I’m gathering Aerospike metrics using Telegraf’s Aerospike input plugin and using these metrics to create a Grafana dashboard. The metrics are inserted into InfluxDB as the datasource.
I’m trying to replicate AMC’s reads/writes per second graphs using the metrics gathered by Telegraf. To do this, I’m looking at client_write_* and client_read_* metrics.
I’m summing up client_write_{success,error,timeout} and doing a DERIVATIVE(1s) to calculate the writes per second. The full InfluxDB query looks something like:
SELECT non_negative_derivative(last("client_write_success"), 1s) AS "success",
non_negative_derivative(last("client_write_error"), 1s) AS "error",
non_negative_derivative(last("client_write_timeout"), 1s) AS "timeout"
FROM "aerospike_namespace"
WHERE ("cluster" = '$DC') AND $timeFilter
GROUP BY time($__interval), "namespace" fill(previous)

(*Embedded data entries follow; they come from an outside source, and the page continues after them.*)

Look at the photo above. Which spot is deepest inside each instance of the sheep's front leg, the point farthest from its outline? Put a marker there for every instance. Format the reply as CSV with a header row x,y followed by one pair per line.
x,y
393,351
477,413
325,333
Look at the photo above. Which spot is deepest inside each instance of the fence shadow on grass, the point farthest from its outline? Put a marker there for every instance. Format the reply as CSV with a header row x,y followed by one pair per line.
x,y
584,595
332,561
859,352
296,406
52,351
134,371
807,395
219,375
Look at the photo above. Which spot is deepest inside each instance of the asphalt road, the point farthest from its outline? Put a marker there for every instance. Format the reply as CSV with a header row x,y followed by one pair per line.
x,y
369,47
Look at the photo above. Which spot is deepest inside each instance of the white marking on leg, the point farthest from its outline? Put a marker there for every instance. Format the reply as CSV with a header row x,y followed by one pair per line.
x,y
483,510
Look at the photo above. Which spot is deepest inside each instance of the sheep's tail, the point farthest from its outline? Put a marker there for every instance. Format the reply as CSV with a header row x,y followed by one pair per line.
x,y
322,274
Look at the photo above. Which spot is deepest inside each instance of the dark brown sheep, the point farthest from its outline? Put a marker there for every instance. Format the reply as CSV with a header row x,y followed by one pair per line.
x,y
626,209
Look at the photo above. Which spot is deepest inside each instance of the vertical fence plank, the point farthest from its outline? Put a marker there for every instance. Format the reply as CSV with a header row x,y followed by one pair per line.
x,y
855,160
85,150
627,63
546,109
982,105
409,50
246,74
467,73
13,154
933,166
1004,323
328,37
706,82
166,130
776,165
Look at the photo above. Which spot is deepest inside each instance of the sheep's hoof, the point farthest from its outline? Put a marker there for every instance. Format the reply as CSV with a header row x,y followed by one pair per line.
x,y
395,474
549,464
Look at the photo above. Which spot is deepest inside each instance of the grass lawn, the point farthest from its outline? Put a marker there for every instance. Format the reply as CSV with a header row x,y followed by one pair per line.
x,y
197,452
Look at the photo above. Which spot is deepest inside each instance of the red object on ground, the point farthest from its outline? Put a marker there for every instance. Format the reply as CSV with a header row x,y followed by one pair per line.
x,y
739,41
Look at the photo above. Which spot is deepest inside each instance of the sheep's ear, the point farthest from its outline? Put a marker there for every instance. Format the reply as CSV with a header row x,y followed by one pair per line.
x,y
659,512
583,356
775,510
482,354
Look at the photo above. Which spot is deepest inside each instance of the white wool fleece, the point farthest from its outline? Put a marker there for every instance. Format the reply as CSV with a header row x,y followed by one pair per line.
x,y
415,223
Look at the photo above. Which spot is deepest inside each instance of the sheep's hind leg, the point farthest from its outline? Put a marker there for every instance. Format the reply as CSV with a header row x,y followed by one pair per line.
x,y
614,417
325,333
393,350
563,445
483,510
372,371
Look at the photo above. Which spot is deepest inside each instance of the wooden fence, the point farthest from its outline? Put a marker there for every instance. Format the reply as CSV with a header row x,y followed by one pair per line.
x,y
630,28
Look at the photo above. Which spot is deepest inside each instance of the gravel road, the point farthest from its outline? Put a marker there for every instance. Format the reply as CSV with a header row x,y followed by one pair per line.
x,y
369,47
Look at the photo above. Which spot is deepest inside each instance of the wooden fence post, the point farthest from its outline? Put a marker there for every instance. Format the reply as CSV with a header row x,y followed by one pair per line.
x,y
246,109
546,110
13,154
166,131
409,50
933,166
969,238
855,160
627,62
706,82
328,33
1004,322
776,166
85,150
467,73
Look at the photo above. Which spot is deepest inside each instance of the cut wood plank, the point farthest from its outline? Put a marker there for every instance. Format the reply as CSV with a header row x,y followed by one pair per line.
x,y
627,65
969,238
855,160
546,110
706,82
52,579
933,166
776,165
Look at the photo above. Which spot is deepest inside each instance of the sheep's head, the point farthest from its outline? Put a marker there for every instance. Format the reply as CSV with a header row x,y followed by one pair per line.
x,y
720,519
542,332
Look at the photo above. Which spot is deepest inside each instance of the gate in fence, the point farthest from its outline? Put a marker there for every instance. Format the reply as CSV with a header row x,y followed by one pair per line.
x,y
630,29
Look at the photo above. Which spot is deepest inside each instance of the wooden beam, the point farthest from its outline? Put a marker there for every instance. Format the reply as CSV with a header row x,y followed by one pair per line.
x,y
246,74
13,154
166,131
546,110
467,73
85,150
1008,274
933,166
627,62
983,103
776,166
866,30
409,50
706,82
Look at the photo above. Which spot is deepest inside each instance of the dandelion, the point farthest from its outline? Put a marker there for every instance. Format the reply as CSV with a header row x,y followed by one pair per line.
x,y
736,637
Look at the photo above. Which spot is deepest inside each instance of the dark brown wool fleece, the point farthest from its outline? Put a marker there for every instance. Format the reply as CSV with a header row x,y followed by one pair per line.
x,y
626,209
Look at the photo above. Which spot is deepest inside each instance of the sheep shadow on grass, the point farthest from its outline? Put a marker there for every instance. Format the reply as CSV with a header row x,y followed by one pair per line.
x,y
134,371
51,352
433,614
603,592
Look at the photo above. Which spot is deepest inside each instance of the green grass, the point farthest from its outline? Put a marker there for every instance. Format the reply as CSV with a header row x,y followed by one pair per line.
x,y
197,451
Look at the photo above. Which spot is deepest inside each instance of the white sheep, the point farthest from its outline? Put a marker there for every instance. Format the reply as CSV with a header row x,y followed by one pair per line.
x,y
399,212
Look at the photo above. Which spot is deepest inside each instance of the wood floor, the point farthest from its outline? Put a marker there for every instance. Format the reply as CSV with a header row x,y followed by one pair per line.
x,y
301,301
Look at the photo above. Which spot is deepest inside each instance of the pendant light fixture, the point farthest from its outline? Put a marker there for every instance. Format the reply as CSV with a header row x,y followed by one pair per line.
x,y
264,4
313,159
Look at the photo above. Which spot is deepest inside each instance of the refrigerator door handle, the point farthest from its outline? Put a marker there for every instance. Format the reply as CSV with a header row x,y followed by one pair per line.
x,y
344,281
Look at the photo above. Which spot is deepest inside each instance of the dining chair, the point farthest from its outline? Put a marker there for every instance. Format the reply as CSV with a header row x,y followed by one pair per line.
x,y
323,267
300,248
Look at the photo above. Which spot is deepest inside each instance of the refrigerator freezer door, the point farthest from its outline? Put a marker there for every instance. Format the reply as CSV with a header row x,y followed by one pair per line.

(It is graphed as a stacked bar graph)
The results that I get do not match up with what AMC reports. Grafana shows around 500 writes/sec while AMC reports 9500 writes/sec. Are the client_write_* metrics not the right ones? How would one recreate the AMC graphs using the metrics available in https://www.aerospike.com/docs/reference/metrics/.
First I would check whether in one case you are seeing per node TPS and cluster wide TPS in the other case. Do the numbers match with number of nodes in the cluster?
Then in logs for each node, /var/log/aerospike/aerospike.log – you can calculate reads/sec - grep for "{namespace_name}-read " in /var/log/aerospike/aerospike.log - gives count of total reads since server start every 10 sec.
So by your suggestion, I’m doing the calculation based on the log line (for writes), and they’re around 450-500 which is very similar to the summation of client_write_{success,error,timeout}.
It looks like the client_write_* is per node. I thought it wasn’t because the metrics reference said “Cumulative”. So by altering the query to add a further group by node, I get a number much closer to what AMC reports.
But one interesting thing is that the client_write_* across all my nodes are almost the same number (± 1). The writes per second reported via the log calculation can differ from node to node by up to 50 writes/sec.
In the metrics reference page, “cumulative” refer to the metrics that have been accumulated since the process started, “cumulative” metrics increase monotonically during the life of the Aerospike process . There are also “instantaneous” metrics which are metrics that show the current quantity of what is being measured, these are not monotonic. All metics describe the particular node they reside on.
part of that could be due to synchronization between server clocks and server start times. So start time of the ten second accumulation on node1 would not be precisely synced to the start time of the 10 second metric accumulation on node2. Such differences should probably not matter in the bigger scheme of things though, in terms of monitoring.